Всегда помни, какая в тебе кровь, Виктор.
Говорил со значением, ударяя сразу на обе гласные – Вик-тор. Виктор Радович из династии Властимировичей. Начало времен, прерванный род, неутолимая гордость, достоинство, мщение. Вышеслав, шептал отец вечерами, будто нанизывая на невидимую нить кровавые династические бусины, Свевлад, Радослав, Властимир, Чеслав… Убит, разбит болгарами, предан братом, умер, умер, убит… Радович засыпал под это жаркое бормотание, как иные дети засыпают под нянькины сказки, и во сне видел отца в горностаевой мантии, подбитой кровью.
И кровь эта была – кровь королей.
В каждом новом городе, в который ссылало их неумолимое почтовое ведомство, отец первым делом искал сад.
Сад!
Радович понимал – почему. Помнил. Острый хруст дорожки, у правой щеки – горячее синее сукно, у левой – белое полотно, прохладное, по полотну бегут тонкие золотые цепочки, на каждой вещица, лакомая, блестящая, точно игрушка на рождественской елке. Флакон нюхательной соли в тонкой оплетке, лорнет, бисерный мешочек, тяжеленький толстый наперсток… Радович хочет рассмотреть брошку, к которой крепится вся эта маленькая звонкая сбруя, но брошка на поясе – высоко, и Радович задирает голову так, что солнце затмевает целый мир, кружащийся, яркий, красный и зеленый. Всё, что осталось от мамы. Белая юбка. Игрушечные символы хозяйки несуществующего замка. Чуть запылившиеся носки светлых туфелек – один-другой, один-другой, один-другой.
Нет-нет, милый, не надо, не трогай мой шатлен.

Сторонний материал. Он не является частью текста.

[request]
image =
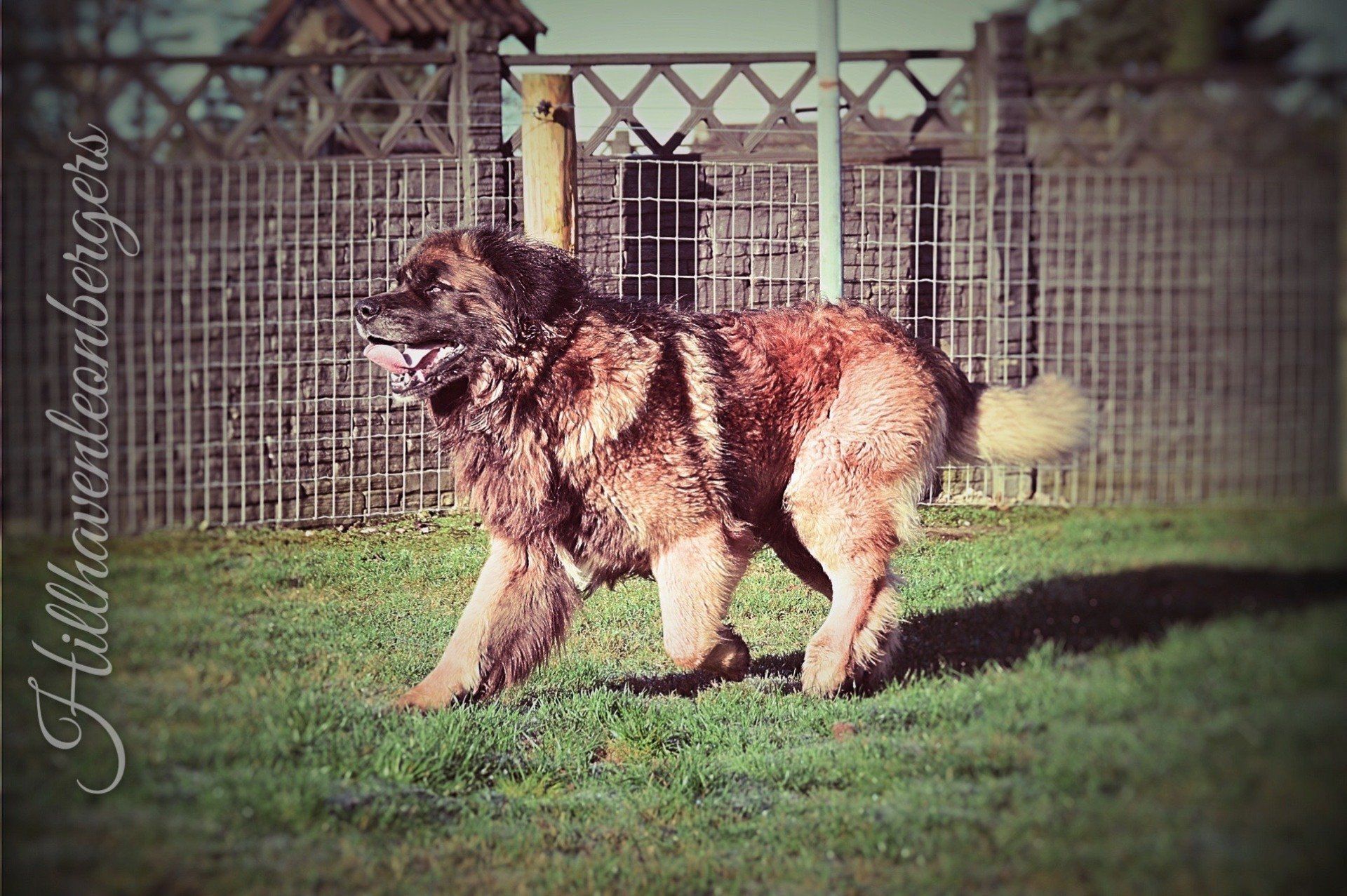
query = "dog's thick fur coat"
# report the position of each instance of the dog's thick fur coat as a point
(603, 439)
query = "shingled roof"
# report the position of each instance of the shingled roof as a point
(389, 20)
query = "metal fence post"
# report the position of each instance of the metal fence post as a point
(1003, 91)
(830, 154)
(549, 145)
(1342, 309)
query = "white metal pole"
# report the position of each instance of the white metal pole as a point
(830, 155)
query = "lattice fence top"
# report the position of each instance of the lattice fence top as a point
(939, 120)
(1174, 121)
(248, 105)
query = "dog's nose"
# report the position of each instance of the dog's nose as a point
(367, 310)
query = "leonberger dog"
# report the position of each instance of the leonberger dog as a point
(601, 437)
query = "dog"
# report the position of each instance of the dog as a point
(601, 439)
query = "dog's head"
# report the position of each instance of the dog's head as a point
(462, 298)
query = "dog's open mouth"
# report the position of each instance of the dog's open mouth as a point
(413, 366)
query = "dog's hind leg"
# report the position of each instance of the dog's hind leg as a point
(519, 610)
(697, 577)
(853, 500)
(786, 543)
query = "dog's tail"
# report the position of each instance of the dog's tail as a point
(1043, 422)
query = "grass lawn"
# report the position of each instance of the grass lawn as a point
(1093, 701)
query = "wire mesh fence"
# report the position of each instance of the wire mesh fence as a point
(1196, 309)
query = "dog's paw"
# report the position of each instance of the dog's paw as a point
(421, 700)
(825, 671)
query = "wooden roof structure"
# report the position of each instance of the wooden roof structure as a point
(389, 20)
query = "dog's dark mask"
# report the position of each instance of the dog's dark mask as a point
(464, 297)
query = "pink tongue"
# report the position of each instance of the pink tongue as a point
(387, 357)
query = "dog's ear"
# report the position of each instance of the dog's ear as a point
(540, 279)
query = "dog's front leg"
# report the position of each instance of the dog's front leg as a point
(521, 608)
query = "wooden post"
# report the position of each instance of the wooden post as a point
(549, 133)
(1342, 310)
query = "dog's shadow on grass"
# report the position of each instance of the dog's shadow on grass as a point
(1078, 613)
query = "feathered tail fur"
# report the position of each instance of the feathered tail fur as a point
(1042, 422)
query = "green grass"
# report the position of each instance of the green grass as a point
(1093, 702)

Мамина рука слева, отцовская – справа.
И – ничего больше.
Отец просто пытался все это повторить.
Напрасно.
Он делал два-три добросовестных круга по казенному саду очередного города, ловя ошеломленные взгляды чужих женщин, выгуливающих чужих малышей. Какой красавец, господи помилуй! Ни кивка в ответ, ни самого легкого поклона. Радович знал, что это просто от боли, рука отца стискивала его пальцы, как тогда, как всегда. Но слева, слева больше никого не было.

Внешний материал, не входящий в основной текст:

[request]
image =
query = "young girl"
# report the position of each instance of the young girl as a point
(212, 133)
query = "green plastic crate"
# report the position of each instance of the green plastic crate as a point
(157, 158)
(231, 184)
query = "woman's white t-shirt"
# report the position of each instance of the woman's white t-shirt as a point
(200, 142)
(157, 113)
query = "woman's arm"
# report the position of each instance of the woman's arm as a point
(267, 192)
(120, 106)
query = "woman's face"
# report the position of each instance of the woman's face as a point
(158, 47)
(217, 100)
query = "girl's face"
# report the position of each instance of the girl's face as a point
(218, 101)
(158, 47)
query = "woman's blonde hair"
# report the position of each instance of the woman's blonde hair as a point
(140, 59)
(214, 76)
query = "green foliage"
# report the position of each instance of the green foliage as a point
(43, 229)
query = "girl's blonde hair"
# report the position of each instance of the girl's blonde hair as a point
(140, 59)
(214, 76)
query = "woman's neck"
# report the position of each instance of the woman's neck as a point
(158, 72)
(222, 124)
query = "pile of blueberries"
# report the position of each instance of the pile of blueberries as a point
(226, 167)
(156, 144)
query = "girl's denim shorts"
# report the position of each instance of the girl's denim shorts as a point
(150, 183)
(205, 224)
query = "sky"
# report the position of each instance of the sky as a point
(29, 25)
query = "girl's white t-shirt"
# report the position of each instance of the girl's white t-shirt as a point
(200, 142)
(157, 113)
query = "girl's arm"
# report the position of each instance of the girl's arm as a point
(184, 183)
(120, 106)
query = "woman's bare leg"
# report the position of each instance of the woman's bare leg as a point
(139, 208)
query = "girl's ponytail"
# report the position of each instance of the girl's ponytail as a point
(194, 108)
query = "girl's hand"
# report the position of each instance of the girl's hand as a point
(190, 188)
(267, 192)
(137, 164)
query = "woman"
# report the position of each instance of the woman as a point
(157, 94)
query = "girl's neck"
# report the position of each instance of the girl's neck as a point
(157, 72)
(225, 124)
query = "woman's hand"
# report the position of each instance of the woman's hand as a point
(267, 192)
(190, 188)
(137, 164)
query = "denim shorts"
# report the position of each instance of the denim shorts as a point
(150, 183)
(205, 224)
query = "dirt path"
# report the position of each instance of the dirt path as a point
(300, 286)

Честно говоря, Радович не слишком страдал. На здоровых детях все заживает быстро – царапины, ссадины, самое горькое горе. Мир вокруг Радовича был многолик, великолепно грязен и полон занимательнейших вещей. Его живо интересовали коробейники, ласковые, говорливые, несущие у груди роскошные, сказочные, разноцветные груды – чего? Отец никогда не позволял даже посмотреть, и Радович только оглядывался, жадно выхватывая глазами то звонкие, на кольцо нанизанные ключи, то связку теплых телесных баранок, то плавающие в золотом соку моченые яблоки. Еще были голуби – увы, такие же недоступные, разом брошенные в высоту и словно взрывающие ослепительное небо. Радович с детства привык видеть, а не обладать, и видеть было куда большее наслаждение. К тому же сукно справа, у щеки, было все то же – синее, горячее, вот только Радович обогнал сперва коленку, а потом карман, локоть и наконец достиг макушкой отцовского плеча. Ему больше не надо было задирать голову, чтобы увидеть солнце.